Há boas razões para apostar na nacionalização dos pleitos estaduais. Primeiro, porque dentre as disputas majoritárias, a eleição presidencial é a que desperta mais atenção da mídia e dos eleitores, devido à importância do cargo e às prerrogativas constitucionais do presidente. É esperado, portanto, que os grandes temas e as lideranças da política nacional acabem moldando a disputa no nível subnacional dando o tom para candidatos e eleitores. Além disso, o rendimento eleitoral das candidaturas presidenciais pode se refletir no desempenho de seus aliados no nível subnacional. 

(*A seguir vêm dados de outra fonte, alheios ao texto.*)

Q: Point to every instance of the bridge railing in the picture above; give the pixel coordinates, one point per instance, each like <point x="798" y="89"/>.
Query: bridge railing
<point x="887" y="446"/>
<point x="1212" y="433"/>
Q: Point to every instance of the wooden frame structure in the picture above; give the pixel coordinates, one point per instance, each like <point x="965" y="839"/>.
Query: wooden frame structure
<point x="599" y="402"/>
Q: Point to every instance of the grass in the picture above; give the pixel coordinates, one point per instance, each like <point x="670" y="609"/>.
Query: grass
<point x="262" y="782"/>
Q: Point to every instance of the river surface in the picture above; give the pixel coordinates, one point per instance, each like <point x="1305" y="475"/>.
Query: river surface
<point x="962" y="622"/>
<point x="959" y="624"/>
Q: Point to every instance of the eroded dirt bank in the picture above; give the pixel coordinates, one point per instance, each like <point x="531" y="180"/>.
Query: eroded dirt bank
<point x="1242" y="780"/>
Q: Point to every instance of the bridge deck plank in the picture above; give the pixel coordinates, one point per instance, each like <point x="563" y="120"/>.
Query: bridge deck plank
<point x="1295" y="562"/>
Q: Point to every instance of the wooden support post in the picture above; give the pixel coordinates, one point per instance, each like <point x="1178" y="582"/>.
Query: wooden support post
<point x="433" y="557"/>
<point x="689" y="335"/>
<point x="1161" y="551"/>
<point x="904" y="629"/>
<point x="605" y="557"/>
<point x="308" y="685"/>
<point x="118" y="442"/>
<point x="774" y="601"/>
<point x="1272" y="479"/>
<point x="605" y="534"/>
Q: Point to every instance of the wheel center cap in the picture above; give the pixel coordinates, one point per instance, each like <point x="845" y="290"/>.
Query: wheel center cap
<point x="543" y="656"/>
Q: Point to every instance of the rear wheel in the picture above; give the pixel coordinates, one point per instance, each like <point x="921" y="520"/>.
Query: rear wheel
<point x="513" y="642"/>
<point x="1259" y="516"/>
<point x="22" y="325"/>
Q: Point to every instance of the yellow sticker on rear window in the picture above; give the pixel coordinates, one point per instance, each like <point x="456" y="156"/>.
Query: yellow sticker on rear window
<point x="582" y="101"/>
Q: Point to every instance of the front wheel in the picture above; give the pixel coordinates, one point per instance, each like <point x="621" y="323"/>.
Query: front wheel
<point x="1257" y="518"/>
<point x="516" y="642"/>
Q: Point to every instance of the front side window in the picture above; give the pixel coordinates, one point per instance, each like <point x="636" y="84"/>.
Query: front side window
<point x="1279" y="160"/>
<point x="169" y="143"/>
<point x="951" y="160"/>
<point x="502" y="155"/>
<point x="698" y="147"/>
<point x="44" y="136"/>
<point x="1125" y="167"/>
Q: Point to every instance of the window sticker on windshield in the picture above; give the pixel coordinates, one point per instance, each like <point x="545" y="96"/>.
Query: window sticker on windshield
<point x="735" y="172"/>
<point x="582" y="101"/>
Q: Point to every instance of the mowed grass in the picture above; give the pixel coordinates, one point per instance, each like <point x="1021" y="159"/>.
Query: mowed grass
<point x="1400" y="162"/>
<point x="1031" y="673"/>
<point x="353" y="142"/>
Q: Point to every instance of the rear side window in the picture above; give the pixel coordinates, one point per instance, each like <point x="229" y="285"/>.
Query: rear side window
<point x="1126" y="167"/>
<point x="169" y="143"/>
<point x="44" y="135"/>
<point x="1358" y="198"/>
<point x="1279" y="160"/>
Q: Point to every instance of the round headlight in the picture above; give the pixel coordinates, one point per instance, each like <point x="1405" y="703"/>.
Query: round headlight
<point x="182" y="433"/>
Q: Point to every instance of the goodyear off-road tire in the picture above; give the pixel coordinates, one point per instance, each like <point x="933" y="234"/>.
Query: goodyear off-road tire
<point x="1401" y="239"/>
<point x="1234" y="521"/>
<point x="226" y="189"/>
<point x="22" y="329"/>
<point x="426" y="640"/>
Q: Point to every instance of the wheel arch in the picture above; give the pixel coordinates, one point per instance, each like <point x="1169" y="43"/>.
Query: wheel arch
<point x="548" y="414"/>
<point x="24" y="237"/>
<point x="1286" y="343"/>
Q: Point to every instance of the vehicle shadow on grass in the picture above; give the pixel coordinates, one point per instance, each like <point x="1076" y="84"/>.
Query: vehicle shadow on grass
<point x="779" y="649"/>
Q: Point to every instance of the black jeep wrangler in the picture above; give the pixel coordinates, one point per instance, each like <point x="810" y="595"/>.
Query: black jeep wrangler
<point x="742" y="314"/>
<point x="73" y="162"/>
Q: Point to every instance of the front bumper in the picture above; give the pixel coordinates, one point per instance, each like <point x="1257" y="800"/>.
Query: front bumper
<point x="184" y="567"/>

Ainda assim, nem sempre a eleição estadual é nacionalizada ou reproduz o que ocorre no nível nacional no mesmo grau. Em alguns casos, postulantes aos cargos nos estados podem, intencionalmente, buscar se desvincular dos candidatos à presidência e voltar sua atenção para os problemas e pautas do estado. Vale a pena lembrar que não existe verticalização no Brasil e que os partidos têm liberdade para fazer alianças nos estados diferentes dos acordos no nível nacional. As análises já publicadas pelo Observatório das Eleições na editoria focada nos pleitos estaduais nos ajudam a entender quando é estratégico nacionalizar a competição nos estados e quando é preferível focar na arena estadual, bem como as motivações por trás de cada estratégia.

 

Cenários de nacionalização

 

É possível observar que em alguns estados há mais incentivos para que ocorra a nacionalização devido à centralidade do colégio eleitoral e ao próprio perfil das candidaturas e do eleitorado. Este parece ser o caso do Rio de Janeiro na disputa entre Marcelo Freixo (PSB), aliado de Lula e identificado com o campo da esquerda, e Claudio Castro (PL) que, além de ser do mesmo partido do presidente, tem campanha bastante associada à Bolsonaro e às pautas defendidas pelo presidente. O Rio, além disso, é o bastião político do clã Bolsonaro.

Em São Paulo a forte associação entre os petistas Fernando Haddad e Lula, e entre Tarcísio de Freitas (Republicanos) e Bolsonaro ajuda a conectar os dois pleitos. Porém, a força tradicional do PSDB no estado, com um terceiro candidato competitivo não alinhado nem a Bolsonaro nem a Lula – no caso, o atual governador Rodrigo Garcia (PSDB), atenua em parte a nacionalização e impede que o cenário reproduza integralmente a disputa presidencial.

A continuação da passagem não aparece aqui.